L’émission a un ton assez dramatique… Qui était le comédien le plus drôle sur le plateau de tournage?
 
(Michael Hogan, Edward James Olmos et Tahmoh Penikett pointent James Callis)
 
James Callis : On se faisait rire à tour de rôle. Tout le monde sur le plateau avait un excellent sens de l’humour. 
 
Conférence Battlestar Galactica
 
Tahmoh Penikett : Le ton de l’émission était tellement sombre qu’on n’avait pas le choix de déconner (rires). On faisait sans cesse des blagues pour détendre un peu l’atmosphère. Après avoir été obligé de tuer sa douce moitié lors d’une scène, tu as plutôt envie d’un peu de légèreté (rires). Sinon, toutes ces émotions demeurent en toi. Quand on était réunis pour les grosses scènes, ça devenait un peu fou. Ça prend beaucoup de temps, on a des journées de quatorze heures, et nous sommes plusieurs à attendre. Il faut passer le temps. Tant qu’on ne faisait pas rire Mary McDonnell, tout allait bien (rires).
 
Michael Hogan : Oui, parce qu’il était impossible de l’arrêter une fois qu’elle se mettait à rire.
 
James Callis : Je me souviens que certaines de mes blagues sont tombées un peu à plat. Vous savez, ces cônes orange qu’on met pour indiquer que le plancher est mouillé?

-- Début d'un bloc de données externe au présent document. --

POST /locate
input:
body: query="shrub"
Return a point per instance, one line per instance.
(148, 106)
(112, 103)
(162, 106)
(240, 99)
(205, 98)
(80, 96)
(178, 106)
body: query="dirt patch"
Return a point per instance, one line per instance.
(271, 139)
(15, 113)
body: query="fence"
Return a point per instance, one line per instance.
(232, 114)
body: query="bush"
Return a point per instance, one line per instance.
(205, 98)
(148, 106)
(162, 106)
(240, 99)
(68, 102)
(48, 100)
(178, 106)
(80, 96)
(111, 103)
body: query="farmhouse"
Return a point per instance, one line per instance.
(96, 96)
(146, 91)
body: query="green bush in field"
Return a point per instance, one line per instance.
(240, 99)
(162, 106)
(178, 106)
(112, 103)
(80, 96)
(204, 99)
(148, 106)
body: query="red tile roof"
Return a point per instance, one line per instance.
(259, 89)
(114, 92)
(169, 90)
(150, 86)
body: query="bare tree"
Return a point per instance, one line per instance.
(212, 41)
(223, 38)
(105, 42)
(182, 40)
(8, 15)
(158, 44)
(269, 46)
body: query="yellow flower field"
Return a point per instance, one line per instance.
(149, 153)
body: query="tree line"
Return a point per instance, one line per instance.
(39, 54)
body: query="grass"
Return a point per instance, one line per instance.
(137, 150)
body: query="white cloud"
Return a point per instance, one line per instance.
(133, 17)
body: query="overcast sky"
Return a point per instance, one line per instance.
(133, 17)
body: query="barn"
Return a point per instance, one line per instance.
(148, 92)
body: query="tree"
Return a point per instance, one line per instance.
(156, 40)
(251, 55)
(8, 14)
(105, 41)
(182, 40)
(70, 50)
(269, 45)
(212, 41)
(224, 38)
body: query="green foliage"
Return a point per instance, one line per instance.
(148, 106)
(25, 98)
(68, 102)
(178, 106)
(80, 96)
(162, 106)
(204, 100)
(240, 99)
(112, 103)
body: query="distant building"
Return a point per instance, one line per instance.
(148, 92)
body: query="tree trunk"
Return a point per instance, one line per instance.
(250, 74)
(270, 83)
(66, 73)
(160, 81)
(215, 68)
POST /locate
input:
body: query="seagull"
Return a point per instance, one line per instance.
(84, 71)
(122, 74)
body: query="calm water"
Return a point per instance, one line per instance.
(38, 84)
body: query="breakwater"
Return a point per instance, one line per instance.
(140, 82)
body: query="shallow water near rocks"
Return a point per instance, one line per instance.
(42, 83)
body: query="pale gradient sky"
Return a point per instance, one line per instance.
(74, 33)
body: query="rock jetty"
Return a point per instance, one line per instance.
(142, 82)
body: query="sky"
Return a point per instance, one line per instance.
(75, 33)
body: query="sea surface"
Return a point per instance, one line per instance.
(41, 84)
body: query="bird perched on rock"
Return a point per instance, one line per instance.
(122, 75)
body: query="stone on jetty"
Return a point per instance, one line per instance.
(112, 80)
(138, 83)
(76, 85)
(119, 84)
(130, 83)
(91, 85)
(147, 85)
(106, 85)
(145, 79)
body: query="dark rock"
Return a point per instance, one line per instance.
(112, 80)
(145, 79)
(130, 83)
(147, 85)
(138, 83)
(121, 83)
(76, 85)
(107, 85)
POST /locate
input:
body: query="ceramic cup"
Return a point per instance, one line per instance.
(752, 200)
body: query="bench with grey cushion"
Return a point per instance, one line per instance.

Je savais qu’ils allaient filmer dans un corridor du vaisseau, et j’en ai placé un juste avant qu’ils ne tournent la scène (rires). Je trouvais ça tellement hilarant (rires). J’ai entendu « Coupez! Qui est l’idiot qui a fait ça? ». Ils n’ont pas beaucoup apprécié mon sens de l’humour (rires). J’ai eu droit à un : « James, tu nous fais perdre du temps, et tu n’es même pas drôle ». 
 
Edward James Olmos : C’était très drôle! J’en ai mouillé mon pantalon (rires).